NEW YORK — Karl Case, the co-creator of a widely watched housing market index, was upbeat three weeks ago. Mulling the economy while at a meeting at a resort near the Berkshires, Case thought the makings of a recovery were finally falling into place.
"I'm a 60-40 optimist," he said at the time.
Today, Case's mood is far more subdued. In scarcely two weeks, he and other housing analysts have watched as the once-staid world of back-office bank procedures has spawned a scandal that threatens to further unhinge the housing market.
Allegations of possible mortgage fraud against financial giants GMAC, JPMorgan Chase and Bank of America read like a corporate thriller: forged documents, faked Social Security numbers, phantom titles, disappearing paper trails, "robo-signers" and mortgages sliced and diced so many times that nobody really knows who owns them.
Now the specter of a national foreclosure moratorium is closing in.
The banks will have to review the paperwork for hundreds of thousands of mortgages. On top of that, class-action lawyers and state attorneys general have filed lawsuits and called for foreclosure moratoriums.
In the near term, foreclosure freezes could actually benefit both homeowners and the housing market. Homeowners would have time to live rent-free and chip away at their debt. Prices might stabilize because so many homes are penned up.
But the long-term implications are grave. Only a month ago, housing watcher Mark Zandi, chief economist at Moody's Analytics, predicted that a housing recovery would be under way by the third quarter of next year. Now he believes the foreclosure scandal could prolong the housing depression for a few more years.
The alleged document fraud could open up the entire chain of foreclosure proceedings to legal challenge. Some foreclosures could be overturned, others deemed outright fraudulent.
Before a housing recovery can occur, all those foreclosed properties have to be rescrutinized by the banks and then sold.
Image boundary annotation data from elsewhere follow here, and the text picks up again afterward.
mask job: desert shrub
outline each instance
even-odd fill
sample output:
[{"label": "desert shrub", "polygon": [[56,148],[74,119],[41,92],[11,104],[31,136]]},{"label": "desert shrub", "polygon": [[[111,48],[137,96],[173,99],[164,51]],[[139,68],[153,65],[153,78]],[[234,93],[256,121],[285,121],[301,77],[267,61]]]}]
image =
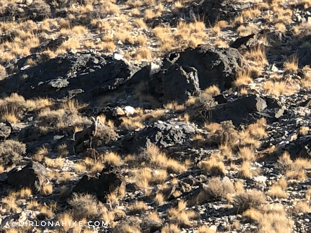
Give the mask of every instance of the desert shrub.
[{"label": "desert shrub", "polygon": [[209,116],[210,110],[216,105],[211,95],[203,93],[195,98],[191,115],[193,117],[200,117],[206,120]]},{"label": "desert shrub", "polygon": [[77,219],[92,218],[99,215],[98,201],[94,196],[75,193],[68,203],[72,207],[74,217]]},{"label": "desert shrub", "polygon": [[14,140],[0,143],[0,165],[4,167],[17,164],[26,152],[26,145]]},{"label": "desert shrub", "polygon": [[0,81],[3,80],[6,77],[6,70],[3,66],[0,65]]},{"label": "desert shrub", "polygon": [[226,145],[234,145],[238,138],[238,132],[231,120],[226,120],[220,123],[215,133],[208,139],[211,142]]},{"label": "desert shrub", "polygon": [[237,209],[237,213],[242,213],[251,208],[256,208],[265,203],[266,197],[264,194],[256,189],[239,193],[235,198],[234,205]]},{"label": "desert shrub", "polygon": [[188,201],[188,207],[202,205],[211,200],[221,200],[226,198],[228,194],[234,192],[234,186],[229,181],[221,180],[216,177],[209,179],[207,185],[204,185],[197,191],[199,192],[194,193],[193,197]]}]

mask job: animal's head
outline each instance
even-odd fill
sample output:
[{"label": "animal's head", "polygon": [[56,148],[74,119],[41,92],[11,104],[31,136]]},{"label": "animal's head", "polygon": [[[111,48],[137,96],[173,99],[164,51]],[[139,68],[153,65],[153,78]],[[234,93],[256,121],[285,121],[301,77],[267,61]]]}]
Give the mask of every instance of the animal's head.
[{"label": "animal's head", "polygon": [[94,116],[91,116],[91,119],[93,121],[93,124],[95,126],[97,126],[99,125],[103,126],[103,123],[101,121],[101,117],[99,116],[96,117],[96,119]]}]

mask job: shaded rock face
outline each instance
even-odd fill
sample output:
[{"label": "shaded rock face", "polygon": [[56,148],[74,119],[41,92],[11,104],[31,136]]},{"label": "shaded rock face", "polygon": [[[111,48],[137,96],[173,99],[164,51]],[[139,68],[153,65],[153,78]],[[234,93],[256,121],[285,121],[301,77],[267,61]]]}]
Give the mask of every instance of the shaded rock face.
[{"label": "shaded rock face", "polygon": [[298,50],[298,67],[302,68],[311,65],[311,48],[302,48]]},{"label": "shaded rock face", "polygon": [[110,168],[104,168],[98,178],[89,178],[85,175],[73,188],[72,192],[78,193],[89,193],[97,197],[99,200],[104,203],[105,196],[120,188],[125,188],[126,182],[121,176],[110,170]]},{"label": "shaded rock face", "polygon": [[198,71],[193,67],[174,64],[157,74],[162,85],[156,85],[156,92],[165,102],[184,102],[200,92]]},{"label": "shaded rock face", "polygon": [[217,21],[228,20],[234,17],[242,5],[250,7],[249,3],[242,4],[236,0],[204,0],[200,11],[207,23],[214,25]]},{"label": "shaded rock face", "polygon": [[253,95],[216,106],[211,111],[210,120],[218,123],[231,120],[237,126],[249,118],[250,113],[260,112],[266,107],[264,100]]},{"label": "shaded rock face", "polygon": [[68,54],[30,67],[0,82],[1,97],[73,97],[87,101],[116,89],[138,70],[123,61],[89,53]]},{"label": "shaded rock face", "polygon": [[7,138],[11,134],[11,127],[4,123],[0,123],[0,140]]},{"label": "shaded rock face", "polygon": [[15,167],[5,175],[6,179],[4,183],[8,184],[10,189],[20,189],[29,187],[33,193],[37,193],[40,187],[49,182],[48,170],[36,162],[31,162],[23,167],[21,166]]},{"label": "shaded rock face", "polygon": [[285,150],[289,153],[293,160],[298,158],[311,159],[311,136],[305,136],[293,141],[286,145]]},{"label": "shaded rock face", "polygon": [[126,150],[136,153],[140,148],[151,144],[163,147],[182,144],[191,138],[195,132],[193,128],[184,122],[158,121],[136,134],[126,135],[123,145]]},{"label": "shaded rock face", "polygon": [[242,123],[253,123],[263,117],[272,123],[281,117],[284,112],[282,105],[273,98],[263,99],[252,95],[216,106],[210,111],[209,119],[218,123],[231,120],[238,126]]},{"label": "shaded rock face", "polygon": [[204,45],[189,48],[166,57],[150,87],[163,97],[164,102],[181,101],[212,85],[222,91],[229,88],[237,73],[246,66],[235,49],[208,49]]}]

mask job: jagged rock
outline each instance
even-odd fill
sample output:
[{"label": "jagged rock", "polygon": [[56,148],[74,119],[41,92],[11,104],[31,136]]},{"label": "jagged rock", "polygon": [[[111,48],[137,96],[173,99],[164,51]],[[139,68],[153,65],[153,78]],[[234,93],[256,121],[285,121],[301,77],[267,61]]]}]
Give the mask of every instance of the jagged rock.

With any foreclosure-related deal open to legal challenge, that inventory could be taken off the market while the legal challenges make their way through the courts.
That's not to mention the questions being raised about missing paper trails on mortgages owned by people who have never missed a payment.
Since housing is the engine that in the past seven recessions has pulled the economy out of recession, any further damage couldn't come at a worse time.
"As far as I'm concerned, anything that slows the foreclosure process is a bad thing," Case said.
"Right now, everyone in the industry is trying to understand the scope and breadth of the problem, and is looking to lenders to get their paperwork in order so that sales can resume," said Kurt Pfotenhauer, chief executive of the trade group American Land Title Association.
Meanwhile, real estate agents who specialize in selling bank-owned properties say the market is locking up. Dorothy Buse, a Coldwell Banker agent in the Orlando area, said that out of the 200 foreclosures she has listed for sale, 40 are now in the foreclosure freeze. Of the 40, 12 that were already under contract are now on hold.
"There's nothing within my power — or my staff's power — that we can do, except try to reassure them that we're working on this," Buse said.